Nuova iniziativa stamattina, mercoledì 25 novembre, da parte degli “Studenti contro il nuovo ISEE di Brescia” (qui la loro pagina Facebook”.
Nelle scorse settimane un gruppo di universitari autoconvocati avevano organizzato una lunga serie di banchetti informativi contro il nuovo calcolo dell’ISEE.
Obiettivo: informare la popolazione universitaria e raccoglie firme in calce a una petizione in sei punti (vedi immagine il fondo a questo post per leggerla) da sottoporre all’attenzione del Rettore dell’università degli Studi di Brescia, Sergio Pecorelli, e all’Istituto per il diritto allo studio universitario, l’Isu.
Della petizione e dell’incontro avuto con un vice-rettore e un dirigente questa mattina ci parlano Ruggero e Vanessa degli Studenti contro il nuovo Isee Brescia.

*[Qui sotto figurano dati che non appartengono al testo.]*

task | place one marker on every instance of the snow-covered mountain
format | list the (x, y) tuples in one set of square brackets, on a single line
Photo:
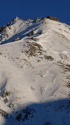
[(35, 72)]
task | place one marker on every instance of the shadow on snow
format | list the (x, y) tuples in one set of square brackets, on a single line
[(20, 35)]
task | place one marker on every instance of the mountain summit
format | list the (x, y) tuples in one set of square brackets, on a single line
[(35, 72)]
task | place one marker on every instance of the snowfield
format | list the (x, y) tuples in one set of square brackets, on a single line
[(35, 72)]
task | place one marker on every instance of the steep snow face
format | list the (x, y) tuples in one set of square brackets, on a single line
[(35, 73)]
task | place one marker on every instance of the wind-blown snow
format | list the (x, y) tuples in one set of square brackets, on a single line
[(35, 73)]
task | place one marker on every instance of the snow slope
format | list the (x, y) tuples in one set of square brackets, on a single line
[(35, 73)]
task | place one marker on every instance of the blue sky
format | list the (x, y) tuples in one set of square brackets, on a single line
[(25, 9)]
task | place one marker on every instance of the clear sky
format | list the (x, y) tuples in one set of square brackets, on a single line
[(25, 9)]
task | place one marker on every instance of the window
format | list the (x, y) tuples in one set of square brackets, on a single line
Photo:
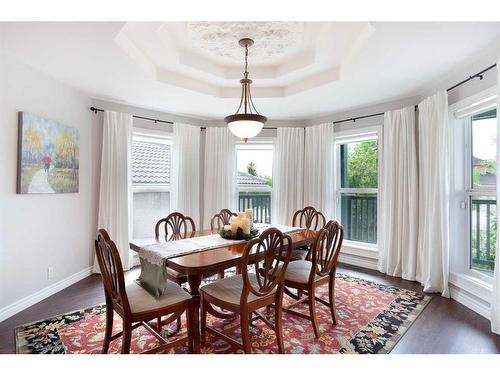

Alla fine sono state quasi 800 le firme raccolte, consegnate in mattinata ai vertici dell’Ateneo bresciano, in piazza del Mercato
MODIFICHE ISEE – Le proteste contro il nuovo ISEE non riguardano solo Brescia, ma ormai gli atenei di tutta Italia. IMG_20151125_112112Ma cosa è cambiato? Il calcolo dell’ISEE (acronimo che sta per Indicatore della Situazione Economica Equivalente, necessario per accedere a prestazioni sociali agevolati come borse di studio, alloggi universitari, calcolo delle tasse, etc) si basa ancora sul rapporto tra l’ISE (Indicatore della Situazione Economica), calcolato con la somma dei redditi a cui viene aggiunto il 20% del valore dei beni mobiliari e immobiliari di tutti i componenti del nucleo familiare, e il parametro chiamato “Scala di Equivalenza”.
Il “trucco” governativo sta nel fatto di avere inserito nel calcolo anche somme in precedenza fiscalmente esenti (assegno per il nucleo familiare, assegno sociale, indennità daccompagnamento, la stessa borsa di studio, etc), a cui aggiungere tutta un’altra serie di fattori come:
redditi soggetti a ritenuta a titolo d’imposta
redditi esenti da imposta
redditi da lavoro dipendente prestato all’estero
assegni per il mantenimento dei figli effettivamente percepiti
trattamenti assistenziali, previdenziali e indennitari
redditi fondiari relativi a beni non locati soggettiall’IMU e non indicati ai fini IRPEF
reddito lordo dichiarato a fini fiscali nel Paese di residenza dei componenti iscritti all’AIRE.
Di fatto, quindi, gli studenti “sembrano” più ricchi, senza in realtà esserlo.